ではまた、よろしければ、続きからどうぞです。









『遥かならず我が胸にアンファン・レジーム』

「嘘」
 熱を孕んで腫れぼったい目を薄く開けるや、ころんと前に転がっている存在を認めて、紫野は咄嗟に掠れた声で漏らした。
「……夢?」

 濡れた皮膜に覆われて、おぼろげにしか映らなかった夜の視界が、僅かに晴れた気がした。事実、たった今目撃したものが夢なのか現なのか確かめるため、幾度か繰り返した瞬きによって、涙の気配は緩やかに追い払われていた。
 どれだけ瞼を上げても、下ろしても、目の前にある姿は消えない。かつて見慣れていた、今となっては狂おしいほど懐かしい、円くて、柔らかくて、やや擦り切れているようにさえ感じられる黄色いふわふわとした。
「こんばんは」
 転がりやすい体を器用に動かして、こぶたはくるりと娘へ向き直る。鼓膜を揺らす親しみ深い声音に、紫野は危うく、再び目を潤ませてしまうところだった。そんな相手の様子を知ってか知らずか、彼は続ける。
「夢かどうか確かめるための、有名な手段があるよね」
 何とはなしに悪戯っぽく、黒いビーズの瞳を鈍く光らせて、ぶーちゃんIIは言う。彼が婉曲に示すところを紫野は察し、誘われるままその手段を実行に移す。きつく握り締められ、強張っていた指をそろそろと解き、自身の頬へ向けて動かしほどなく辿り着くと、その場を確かめるように幾度か軽く指先で触れてみる。
 そして、思い切り、つねった。
「……痛い」
「じゃあほんとだ」
 呆気に取られた表情で、頬から侵食してくるひりひりとした痛みを、静かな驚きと共に受け止める紫野へ、ぶーちゃんIIはあっさり判断を下す。その声はどこか、小さく笑みを含んでいるようだった。

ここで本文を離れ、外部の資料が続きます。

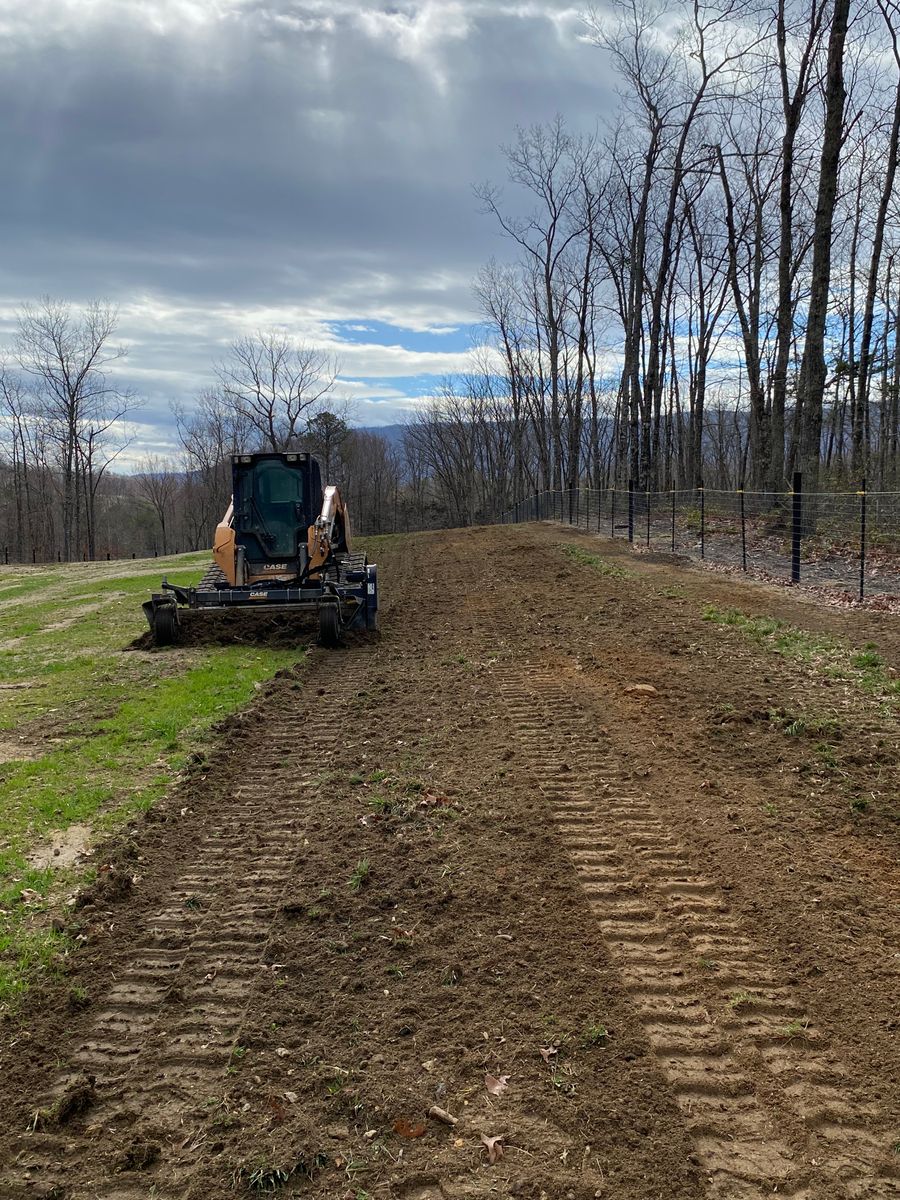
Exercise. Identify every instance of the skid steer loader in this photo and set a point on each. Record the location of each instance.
(285, 543)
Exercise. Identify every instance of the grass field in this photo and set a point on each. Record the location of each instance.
(90, 730)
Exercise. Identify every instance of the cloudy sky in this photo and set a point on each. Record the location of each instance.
(221, 166)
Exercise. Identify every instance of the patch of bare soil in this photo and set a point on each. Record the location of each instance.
(63, 847)
(465, 912)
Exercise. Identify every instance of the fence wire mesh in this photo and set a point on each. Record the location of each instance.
(847, 541)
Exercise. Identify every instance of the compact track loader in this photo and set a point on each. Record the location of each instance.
(285, 544)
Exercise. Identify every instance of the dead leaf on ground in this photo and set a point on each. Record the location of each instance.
(493, 1146)
(408, 1128)
(431, 799)
(442, 1115)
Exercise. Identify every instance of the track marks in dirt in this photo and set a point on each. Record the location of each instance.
(767, 1103)
(171, 1023)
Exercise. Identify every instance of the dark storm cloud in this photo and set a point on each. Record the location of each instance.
(211, 165)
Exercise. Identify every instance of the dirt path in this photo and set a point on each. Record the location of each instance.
(647, 940)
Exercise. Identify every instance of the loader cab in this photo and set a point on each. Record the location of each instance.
(276, 497)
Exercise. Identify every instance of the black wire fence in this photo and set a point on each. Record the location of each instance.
(843, 540)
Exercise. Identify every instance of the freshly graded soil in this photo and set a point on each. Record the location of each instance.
(612, 888)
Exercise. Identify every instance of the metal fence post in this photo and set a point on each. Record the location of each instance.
(862, 540)
(702, 520)
(796, 526)
(743, 529)
(630, 510)
(648, 519)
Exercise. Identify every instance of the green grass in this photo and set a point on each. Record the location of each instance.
(103, 731)
(585, 558)
(863, 669)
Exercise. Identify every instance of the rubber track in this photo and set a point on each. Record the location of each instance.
(753, 1077)
(165, 1033)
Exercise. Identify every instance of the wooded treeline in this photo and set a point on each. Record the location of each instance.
(709, 287)
(706, 288)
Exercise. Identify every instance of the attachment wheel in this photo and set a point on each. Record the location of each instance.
(165, 627)
(329, 623)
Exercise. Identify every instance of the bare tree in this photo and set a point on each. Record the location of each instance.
(275, 383)
(67, 354)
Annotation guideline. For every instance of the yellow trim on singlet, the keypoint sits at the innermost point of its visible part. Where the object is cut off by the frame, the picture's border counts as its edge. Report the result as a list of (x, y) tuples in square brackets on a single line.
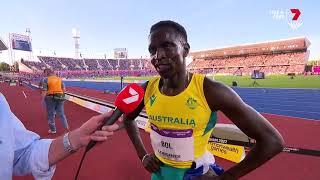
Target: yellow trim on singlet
[(187, 110)]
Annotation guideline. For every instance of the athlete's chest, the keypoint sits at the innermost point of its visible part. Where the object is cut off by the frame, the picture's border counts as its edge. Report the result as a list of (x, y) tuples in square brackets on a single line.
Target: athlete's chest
[(181, 112)]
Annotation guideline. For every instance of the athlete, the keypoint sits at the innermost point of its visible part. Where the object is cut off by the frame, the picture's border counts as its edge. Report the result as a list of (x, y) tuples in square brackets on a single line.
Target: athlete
[(182, 109)]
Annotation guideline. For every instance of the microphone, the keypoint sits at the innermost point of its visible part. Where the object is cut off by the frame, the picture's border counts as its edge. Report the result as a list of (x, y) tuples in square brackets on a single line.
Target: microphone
[(126, 102)]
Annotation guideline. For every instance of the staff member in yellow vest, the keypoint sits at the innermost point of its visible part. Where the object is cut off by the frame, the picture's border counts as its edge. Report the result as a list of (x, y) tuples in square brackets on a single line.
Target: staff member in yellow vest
[(182, 109), (53, 92)]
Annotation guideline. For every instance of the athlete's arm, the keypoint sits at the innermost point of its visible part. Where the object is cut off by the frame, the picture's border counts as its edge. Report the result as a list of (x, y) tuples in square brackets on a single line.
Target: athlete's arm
[(133, 130), (269, 141)]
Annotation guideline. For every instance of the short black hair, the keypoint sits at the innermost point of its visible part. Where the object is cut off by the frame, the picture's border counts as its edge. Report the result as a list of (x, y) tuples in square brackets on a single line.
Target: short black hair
[(168, 23)]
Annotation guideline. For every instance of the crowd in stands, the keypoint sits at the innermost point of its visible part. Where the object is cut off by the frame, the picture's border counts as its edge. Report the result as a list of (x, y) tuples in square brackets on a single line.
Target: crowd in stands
[(92, 68), (281, 63)]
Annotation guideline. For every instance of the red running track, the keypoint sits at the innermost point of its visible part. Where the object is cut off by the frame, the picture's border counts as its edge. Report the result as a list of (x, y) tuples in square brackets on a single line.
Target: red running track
[(116, 159)]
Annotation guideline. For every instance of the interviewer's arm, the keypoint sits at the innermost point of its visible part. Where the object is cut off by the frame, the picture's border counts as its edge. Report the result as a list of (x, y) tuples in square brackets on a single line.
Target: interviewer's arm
[(81, 137)]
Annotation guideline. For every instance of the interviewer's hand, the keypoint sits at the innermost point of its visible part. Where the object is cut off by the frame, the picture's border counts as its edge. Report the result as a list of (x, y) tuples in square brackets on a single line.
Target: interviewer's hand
[(151, 163), (88, 131)]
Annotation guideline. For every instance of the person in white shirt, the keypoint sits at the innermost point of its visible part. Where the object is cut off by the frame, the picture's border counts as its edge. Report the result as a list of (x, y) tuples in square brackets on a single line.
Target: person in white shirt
[(23, 152)]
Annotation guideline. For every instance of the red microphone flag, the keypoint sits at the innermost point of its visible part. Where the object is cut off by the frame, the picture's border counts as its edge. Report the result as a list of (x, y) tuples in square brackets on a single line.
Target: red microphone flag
[(129, 98)]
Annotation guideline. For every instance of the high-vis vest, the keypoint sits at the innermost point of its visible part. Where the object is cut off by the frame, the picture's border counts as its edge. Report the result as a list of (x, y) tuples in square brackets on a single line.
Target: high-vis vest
[(54, 85), (181, 125)]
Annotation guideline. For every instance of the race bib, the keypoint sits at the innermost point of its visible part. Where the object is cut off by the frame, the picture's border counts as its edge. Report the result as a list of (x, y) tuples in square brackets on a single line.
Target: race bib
[(172, 144)]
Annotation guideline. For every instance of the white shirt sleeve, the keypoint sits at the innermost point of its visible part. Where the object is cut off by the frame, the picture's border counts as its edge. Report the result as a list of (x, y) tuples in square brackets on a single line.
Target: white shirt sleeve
[(30, 152)]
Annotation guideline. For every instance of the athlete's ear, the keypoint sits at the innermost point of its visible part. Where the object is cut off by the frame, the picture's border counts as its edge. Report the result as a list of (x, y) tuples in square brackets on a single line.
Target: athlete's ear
[(186, 48)]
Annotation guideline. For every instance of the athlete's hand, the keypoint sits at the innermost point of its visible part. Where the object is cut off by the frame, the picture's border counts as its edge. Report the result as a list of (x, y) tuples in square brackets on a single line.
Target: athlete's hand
[(151, 163)]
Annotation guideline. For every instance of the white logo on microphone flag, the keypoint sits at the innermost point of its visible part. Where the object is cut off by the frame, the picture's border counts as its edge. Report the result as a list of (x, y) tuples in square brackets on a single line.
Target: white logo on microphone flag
[(133, 98)]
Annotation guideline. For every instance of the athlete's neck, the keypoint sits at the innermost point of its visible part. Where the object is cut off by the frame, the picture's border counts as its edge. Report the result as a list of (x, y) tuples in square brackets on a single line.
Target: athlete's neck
[(176, 84)]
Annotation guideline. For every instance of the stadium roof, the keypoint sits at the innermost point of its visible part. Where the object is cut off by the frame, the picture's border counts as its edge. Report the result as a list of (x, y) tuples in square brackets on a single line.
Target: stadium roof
[(2, 45), (291, 44)]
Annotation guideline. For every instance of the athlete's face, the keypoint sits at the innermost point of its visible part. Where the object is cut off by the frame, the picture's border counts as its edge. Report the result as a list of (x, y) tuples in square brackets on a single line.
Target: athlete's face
[(168, 50)]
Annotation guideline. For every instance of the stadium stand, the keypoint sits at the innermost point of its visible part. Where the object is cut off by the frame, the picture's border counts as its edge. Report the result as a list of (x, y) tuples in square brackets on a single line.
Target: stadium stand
[(274, 57)]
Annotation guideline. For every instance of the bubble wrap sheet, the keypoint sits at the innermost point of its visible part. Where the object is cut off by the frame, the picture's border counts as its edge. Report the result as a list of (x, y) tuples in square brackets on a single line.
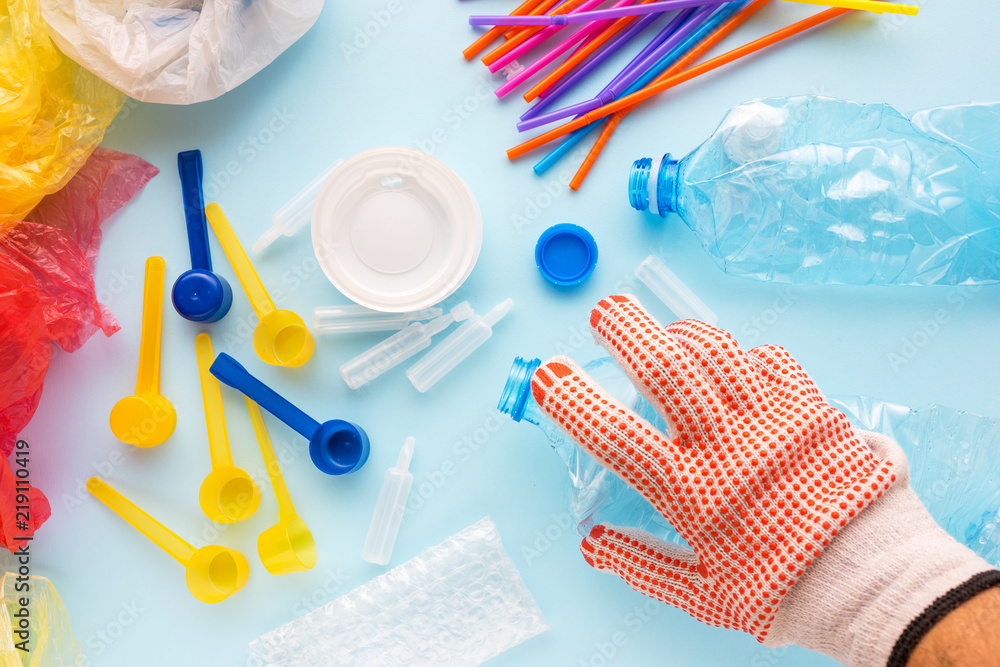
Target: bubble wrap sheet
[(457, 604)]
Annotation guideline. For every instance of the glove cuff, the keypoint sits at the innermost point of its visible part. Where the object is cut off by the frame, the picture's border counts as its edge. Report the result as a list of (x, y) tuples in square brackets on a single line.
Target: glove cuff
[(882, 582)]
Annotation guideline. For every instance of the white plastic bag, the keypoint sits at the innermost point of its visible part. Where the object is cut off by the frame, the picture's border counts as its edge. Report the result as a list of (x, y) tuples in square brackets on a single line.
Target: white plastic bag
[(177, 51)]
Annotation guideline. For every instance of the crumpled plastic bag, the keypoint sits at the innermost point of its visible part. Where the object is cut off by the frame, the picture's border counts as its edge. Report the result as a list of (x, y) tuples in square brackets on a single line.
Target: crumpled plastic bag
[(50, 636), (52, 112), (47, 295), (177, 51)]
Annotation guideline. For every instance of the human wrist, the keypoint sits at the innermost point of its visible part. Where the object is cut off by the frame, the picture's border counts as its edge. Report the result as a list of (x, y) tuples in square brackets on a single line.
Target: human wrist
[(862, 600)]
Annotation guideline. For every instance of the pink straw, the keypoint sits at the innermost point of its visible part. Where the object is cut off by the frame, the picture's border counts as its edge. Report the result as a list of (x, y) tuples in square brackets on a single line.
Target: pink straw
[(561, 48), (536, 39)]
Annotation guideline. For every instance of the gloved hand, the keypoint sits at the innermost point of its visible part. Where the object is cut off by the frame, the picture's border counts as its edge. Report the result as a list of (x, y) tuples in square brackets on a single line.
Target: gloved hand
[(801, 529)]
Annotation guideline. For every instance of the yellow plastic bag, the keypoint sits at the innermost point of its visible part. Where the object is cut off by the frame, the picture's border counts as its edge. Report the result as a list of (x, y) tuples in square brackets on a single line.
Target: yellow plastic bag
[(53, 112), (50, 641)]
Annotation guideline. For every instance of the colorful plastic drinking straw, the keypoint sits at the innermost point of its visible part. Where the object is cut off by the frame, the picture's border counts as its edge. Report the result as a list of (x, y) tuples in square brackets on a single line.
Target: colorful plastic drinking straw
[(679, 66), (555, 52), (686, 75), (550, 95), (875, 6), (533, 41), (518, 39), (661, 65), (632, 72), (579, 56), (487, 38)]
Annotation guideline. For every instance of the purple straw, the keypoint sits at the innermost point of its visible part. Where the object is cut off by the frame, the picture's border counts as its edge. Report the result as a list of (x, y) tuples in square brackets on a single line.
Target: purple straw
[(584, 17), (546, 98), (625, 77), (647, 56)]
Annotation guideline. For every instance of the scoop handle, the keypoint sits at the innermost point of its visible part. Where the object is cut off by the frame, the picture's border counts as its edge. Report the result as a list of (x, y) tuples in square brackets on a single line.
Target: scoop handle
[(211, 397), (189, 166), (231, 372), (254, 288), (160, 535), (285, 508), (148, 378)]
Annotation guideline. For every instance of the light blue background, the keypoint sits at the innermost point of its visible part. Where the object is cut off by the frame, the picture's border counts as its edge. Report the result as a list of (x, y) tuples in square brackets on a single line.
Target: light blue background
[(404, 85)]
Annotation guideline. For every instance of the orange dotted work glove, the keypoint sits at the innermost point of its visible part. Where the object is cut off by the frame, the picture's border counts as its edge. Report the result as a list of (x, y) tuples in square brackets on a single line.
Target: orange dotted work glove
[(760, 476)]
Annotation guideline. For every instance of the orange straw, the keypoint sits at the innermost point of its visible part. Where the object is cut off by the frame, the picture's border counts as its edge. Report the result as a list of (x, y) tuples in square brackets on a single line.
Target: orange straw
[(711, 40), (523, 36), (688, 74), (487, 37), (553, 77)]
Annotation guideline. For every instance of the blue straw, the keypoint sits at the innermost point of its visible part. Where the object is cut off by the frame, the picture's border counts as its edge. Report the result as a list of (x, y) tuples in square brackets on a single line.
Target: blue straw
[(661, 66)]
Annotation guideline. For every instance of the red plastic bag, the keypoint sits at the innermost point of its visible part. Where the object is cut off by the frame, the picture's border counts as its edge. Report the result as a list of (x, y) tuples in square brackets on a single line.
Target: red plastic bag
[(47, 295)]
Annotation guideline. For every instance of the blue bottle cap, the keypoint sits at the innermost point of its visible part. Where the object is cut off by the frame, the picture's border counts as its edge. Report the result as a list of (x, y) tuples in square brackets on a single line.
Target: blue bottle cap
[(566, 254)]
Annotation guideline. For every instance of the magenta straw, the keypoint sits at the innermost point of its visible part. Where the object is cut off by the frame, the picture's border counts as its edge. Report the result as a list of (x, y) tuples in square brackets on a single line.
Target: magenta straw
[(546, 98), (535, 40), (560, 49), (585, 16), (625, 77)]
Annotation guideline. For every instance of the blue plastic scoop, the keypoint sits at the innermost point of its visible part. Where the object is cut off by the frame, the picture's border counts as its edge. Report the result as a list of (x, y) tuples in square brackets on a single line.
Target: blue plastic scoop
[(337, 447), (199, 295)]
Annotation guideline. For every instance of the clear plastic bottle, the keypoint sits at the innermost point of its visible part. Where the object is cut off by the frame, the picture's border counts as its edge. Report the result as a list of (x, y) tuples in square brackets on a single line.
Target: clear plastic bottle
[(815, 190), (951, 456), (597, 495)]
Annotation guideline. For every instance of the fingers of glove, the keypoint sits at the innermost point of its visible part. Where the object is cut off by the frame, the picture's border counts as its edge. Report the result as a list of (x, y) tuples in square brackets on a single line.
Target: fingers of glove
[(888, 452), (785, 376), (719, 358), (618, 439), (661, 369), (663, 571)]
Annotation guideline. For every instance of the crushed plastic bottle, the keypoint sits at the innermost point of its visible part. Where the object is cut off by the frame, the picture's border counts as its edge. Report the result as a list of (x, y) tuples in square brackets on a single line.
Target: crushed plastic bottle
[(952, 457), (814, 190)]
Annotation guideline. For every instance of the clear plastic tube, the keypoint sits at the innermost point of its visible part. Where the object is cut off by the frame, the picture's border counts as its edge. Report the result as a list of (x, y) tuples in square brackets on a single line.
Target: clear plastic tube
[(389, 509), (294, 215), (672, 291), (353, 318), (456, 347), (398, 347)]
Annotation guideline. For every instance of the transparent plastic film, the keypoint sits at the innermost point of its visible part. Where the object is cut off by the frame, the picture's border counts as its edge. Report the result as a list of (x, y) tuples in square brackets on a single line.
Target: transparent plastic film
[(951, 454), (481, 608), (48, 640)]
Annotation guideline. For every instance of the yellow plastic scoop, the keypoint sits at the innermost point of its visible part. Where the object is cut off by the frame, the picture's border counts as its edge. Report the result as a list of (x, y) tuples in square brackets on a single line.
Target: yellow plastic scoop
[(146, 419), (213, 572), (287, 546), (281, 338), (228, 493)]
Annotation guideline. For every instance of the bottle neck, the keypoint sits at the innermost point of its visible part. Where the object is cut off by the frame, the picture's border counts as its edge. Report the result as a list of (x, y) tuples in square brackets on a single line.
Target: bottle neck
[(516, 399), (653, 185)]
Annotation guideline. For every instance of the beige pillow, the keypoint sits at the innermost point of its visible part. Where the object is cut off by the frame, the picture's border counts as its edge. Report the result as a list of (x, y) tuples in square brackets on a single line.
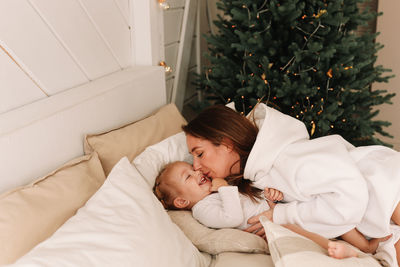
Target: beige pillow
[(32, 213), (132, 139), (289, 249), (215, 241)]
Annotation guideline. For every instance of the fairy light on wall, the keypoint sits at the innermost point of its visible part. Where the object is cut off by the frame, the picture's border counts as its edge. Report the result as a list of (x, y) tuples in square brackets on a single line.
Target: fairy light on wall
[(163, 4)]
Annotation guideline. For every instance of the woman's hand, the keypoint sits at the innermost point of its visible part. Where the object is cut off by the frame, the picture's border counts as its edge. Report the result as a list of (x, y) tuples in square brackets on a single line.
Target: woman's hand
[(273, 194), (217, 183), (255, 224)]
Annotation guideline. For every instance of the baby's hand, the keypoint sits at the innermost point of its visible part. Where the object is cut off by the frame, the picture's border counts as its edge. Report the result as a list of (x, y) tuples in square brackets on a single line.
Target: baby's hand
[(273, 194), (217, 183)]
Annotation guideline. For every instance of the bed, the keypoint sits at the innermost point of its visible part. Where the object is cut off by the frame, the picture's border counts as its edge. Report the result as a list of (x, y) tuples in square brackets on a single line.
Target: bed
[(77, 170)]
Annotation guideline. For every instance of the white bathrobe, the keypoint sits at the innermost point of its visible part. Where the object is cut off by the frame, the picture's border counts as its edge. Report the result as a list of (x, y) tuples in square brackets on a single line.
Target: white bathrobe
[(329, 186)]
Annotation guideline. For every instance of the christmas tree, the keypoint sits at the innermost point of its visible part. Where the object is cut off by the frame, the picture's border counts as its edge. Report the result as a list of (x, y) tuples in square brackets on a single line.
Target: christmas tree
[(302, 57)]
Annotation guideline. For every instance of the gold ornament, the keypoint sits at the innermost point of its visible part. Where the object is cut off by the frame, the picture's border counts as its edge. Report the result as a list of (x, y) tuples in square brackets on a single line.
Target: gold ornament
[(312, 128), (329, 73)]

 これは夢ではないと、夢のような相手から太鼓判を押されても、紫野はまだ眼前の出来事を現実だと信じきれないでいた。
 疑り深くなったものね、と娘は内心で自嘲する。しかしそれと同時に、ええ、だって、私は、と諦観じみた思いが込みあげ、うっすらと表情を曇らせる。その理由があるからこそ、紫野には、珍しい夜の来訪者について理解ができなかった。
 つい疑問が、ころ、と唇から零れる。
「どうして。だって、ぶーちゃんIIは……あなたは、眠れぬ子供の友人でしょう? 私は」
 不躾なくらいの勢いで言葉もろくに選ばず、口から転がり落ちるに任せて紫野は問いかける。長年の付き合いから生じる遠慮のなさで、途中で一度小さく息を呑んでからも、思い切って続ける。
「私は、もう、大人なのに」
 まるで罪状のように、紫野は述べた。

 きりりと整えられた眉や、指先を艶やかに飾る磨き上げられた爪。また薄い掛け布越しでも分かる、女性らしい滑らかな曲線を描く肢体は、娘がもはや子供ではないと明らかに示していた。妙齢と呼んで差し支えのない年頃に成長した紫野は、誰の目から見ても、勿論ぶーちゃんIIの目から見ても、大人の女性に他ならなかった。
 本人の申告通り、娘は確かに大人だった。そして紫野の認識に間違いがなければ、もう大人になってしまった者の前に、眠れぬ『子供』の友人が現れるのは、ありえないはずだった。
 いつの頃から始まったのかなど、誰も知らない。けれど世の子供たちが密かに語り継いできた、円くて柔らかい、夜の友人。睡魔に見捨てられた、孤独で長い恐ろしい時間を寄り添い続けてくれるこぶたの存在は、闇に怯える子供らの拠り所だった。そんな彼が、大人の前にも現れるなど、にわかには信じられないことだった。
 この解せない事実を更に問い詰めようと、息せき切って言葉を連ねようとするも、咄嗟に喉がつかえて続けられなくなる。さっき紫野がぶーちゃんIIに突きつけた大人という通牒は、むしろ切っ先を自身に向けているようだった。
 離れて久しい知り合いとの予期しない邂逅に、失ってしまった多くのものたち一つ一つを、思わず鮮やかに蘇らせてしまう。先の涙に土壌が緩み、心が脆くなっているこの夜の紫野は、自分が大人であることが今更のように、うっかり悲しくなってしまった。
 微かな声さえ漏らさず唇をきつく引き結ぶ紫野の前で、ぶーちゃんIIは小首を傾げるように、こて、と僅かに転がってみせる。
「きみの中に、もう、子供はいないの?」
 さも不思議そうに呟かれ、紫野は細く、引きつった息を鳴らした。

 悲鳴を薄く引き伸ばして呑みこんだようだった。または、嗚咽を欠片に砕いて喉へ通したような。心底から分からない、とばかりの様子をしているぶーちゃんIIへ、紫野はゆるゆると力の抜けてゆく体をそのままに、顔を寄せる。やがて音もなくお互いの額を合わせると、触れあった側から、長い睫毛を伝って透明な雫がじわりとこぶたの短い毛へ滲んだ。
 かつての子供は、普段は超然とさえして落ち着き払っている面を幼い泣き笑いに歪めると、へにゃりと頼りなく微笑んだ。
「今夜は、久し振りに、うんといっぱい、付きあって欲しいわ」
 十年近く顔を見なかった旧い友人へ、ねえねえと、強請るようにねだってみせる。